Like Rip Van Winkle who woke up after a long sleep, Babangida has at last woken up to admit that Abiola actually won the election, but it’s General Sani Abacha who’s now safely dead that annulled it.
The regular courtiers of Nigerian power of course gathered as ever in Abuja to croon and grovel for the lying General.
It did not start today because Nigerians had to bear witness to perfidy in certain quarters when the election was annulled in 1993.
In his book Nigeria’s Soldiers of Fortune: The Abacha and Obasanjo Years Max Siollun wrote thusly: “Following a meeting between Babangida and traditional rulers on July 2, 1993, the foremost Yoruba traditional ruler, the Ooni of Ife, Okunade Sijuwade, had threatened that Yorubas would secede if Abiola was not declared president. Less than one month after Abacha seized power in November 1993, the same Oba Sijuwade, who had threatened to pull his people out of Nigeria, led 18 of the Yoruba Obas to Dodan Barracks on a courtesy visit to Abacha and commended him for ‘pre-empting and forestalling the imminent state of war and disintegration’ in Nigeria. The Oba of Lagos, Adeyinka Oyekan, also wrote a letter to Abacha telling him: ‘It is by the grace of Allah that as a crowning of all your achievements, you should become head of state and commander-in-chief’.”

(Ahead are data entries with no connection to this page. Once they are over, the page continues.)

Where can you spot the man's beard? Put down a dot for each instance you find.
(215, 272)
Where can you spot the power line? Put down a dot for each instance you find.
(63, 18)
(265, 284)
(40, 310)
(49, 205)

Babangida revelled in the praises all over again at his Abuja book launch.
A tear for Abiola!
There is the other “revelation” by Babangida in his book, to wit, the January 15, 1966 coup was not after all an “Igbo coup” for which he is getting rapturous ovation in the eastern heartland.
This is neither here nor there, coming from the Janus-faced Babangida, but I would rather go with Raila Odinga of Kenya who confessed his embarrassment for Nigeria when he was told on high that an Igbo must not rule the country!
Let’s keep deceiving ourselves with lies into preternatural backwardness!